OTT messaging volumes to double in 2014, says Analysys Mason

Messaging volumes associated with OTT services are expected to almost double in 2014 and will reach 37.8 trillion messages sent in 2018, said Analysys Mason.

The number of messaging users on smartphones will increase from about 1 billion in 2013 to almost 3 billion in 2018.

Analysys Mason said the total volume of messages sent from mobile devices via IP services exceeded the volume of SMS messages for the first time in 2013, at more than 10.3 trillion compared with 6.5 trillion worldwide.

Apple, Facebook, Google realize OTT impact

Internet companies such as Apple, Facebook and Google have identified the messaging market as a target for market disruption.

In addition, specialist start-ups such as Kakao, Line and WhatsApp have driven innovation in feature sets and supporting business models. 55 percent of smartphone users were active on IP messaging services at the end of 2013.

The services are driving much higher levels of user engagement compared with SMS. WhatsApp recorded 10 billion outgoing messages in a single day in June 2013, which equated to an average of more than 30 messages per user per day.

Analysys Mason suggests that telecom operators need to reassess their role in the messaging market.

The weakening role of operators in the messaging value chain suggests that it is only a matter of time before SMS services are dislodged from their current default position on smartphones. OEMs and OS providers are moving aggressively into the messaging market and it will be increasingly commonplace for alternative messaging services to be set as the default. The ubiquity of operator services is often cited as their key strength.

However, in messaging, intensive usage tends to be clustered within relatively small user groups, and many users switch rapidly between different services. Any interoperability issues are solved by an easy download of another app. In this fragmented market, operators could potentially be left as the third-rate fallback option, behind native capabilities provided by the OS (Android, iOS or Windows Phone) and behind the large-scale, cross-platform apps.
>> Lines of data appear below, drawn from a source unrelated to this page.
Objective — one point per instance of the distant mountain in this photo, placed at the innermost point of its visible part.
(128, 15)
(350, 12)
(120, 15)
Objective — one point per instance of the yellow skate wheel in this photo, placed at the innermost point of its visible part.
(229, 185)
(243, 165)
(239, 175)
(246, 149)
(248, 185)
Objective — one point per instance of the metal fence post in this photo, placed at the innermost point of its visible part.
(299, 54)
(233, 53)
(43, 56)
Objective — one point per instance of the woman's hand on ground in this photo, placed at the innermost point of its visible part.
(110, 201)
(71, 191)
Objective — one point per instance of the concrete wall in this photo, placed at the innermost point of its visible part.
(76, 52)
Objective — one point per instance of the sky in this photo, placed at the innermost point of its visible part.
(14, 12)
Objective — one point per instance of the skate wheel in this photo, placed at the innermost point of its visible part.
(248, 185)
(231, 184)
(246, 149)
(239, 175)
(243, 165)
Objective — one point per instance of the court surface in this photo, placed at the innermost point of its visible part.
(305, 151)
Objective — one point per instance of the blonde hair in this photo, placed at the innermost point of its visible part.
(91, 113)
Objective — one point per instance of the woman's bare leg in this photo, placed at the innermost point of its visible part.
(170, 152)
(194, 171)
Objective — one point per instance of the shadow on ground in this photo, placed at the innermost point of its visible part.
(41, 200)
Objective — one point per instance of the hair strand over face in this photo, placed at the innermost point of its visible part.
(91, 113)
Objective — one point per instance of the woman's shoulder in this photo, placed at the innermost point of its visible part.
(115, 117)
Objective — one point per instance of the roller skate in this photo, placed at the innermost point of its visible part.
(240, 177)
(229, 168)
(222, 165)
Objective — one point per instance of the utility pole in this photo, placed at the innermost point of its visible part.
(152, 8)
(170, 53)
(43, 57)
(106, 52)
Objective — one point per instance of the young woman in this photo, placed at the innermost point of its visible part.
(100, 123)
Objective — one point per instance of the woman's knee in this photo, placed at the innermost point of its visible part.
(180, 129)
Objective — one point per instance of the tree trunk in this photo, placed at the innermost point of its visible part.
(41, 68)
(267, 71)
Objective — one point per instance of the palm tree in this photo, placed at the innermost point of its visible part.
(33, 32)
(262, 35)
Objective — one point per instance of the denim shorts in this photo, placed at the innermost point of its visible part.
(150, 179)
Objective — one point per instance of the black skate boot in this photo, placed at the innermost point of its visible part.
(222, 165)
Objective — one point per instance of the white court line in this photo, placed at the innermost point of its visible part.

Operators’ IP-based initiatives, whether industry-standard such as RCS or based on proprietary platforms, could serve to limit substitution in some markets, but are likely to only secure minority market shares. In most cases, the momentum behind OTT alternatives is too strong, and operators are lacking compelling means of differentiation in messaging.

OTT to double

Suggestions for telecoms

Operators will struggle to compete directly with the major Internet players and niche providers of messaging services. Instead, they need to focus efforts on supporting services where they are able to differentiate and derive revenue.

Given the limited opportunity in the consumer retail space, operators should focus their efforts on using their network assets and brand strengths to ensure that they are well positioned to address opportunities in other segments. Working with partners and fostering ecosystems is critical to success in the broader communication services market.

Competition from major players with extensive financial resources and indirect business models further underlines the need for operators to focus on cost reduction. Messaging margins are very vulnerable when services such as WhatsApp Messenger can run on operating costs in the tens of cents per subscriber per year.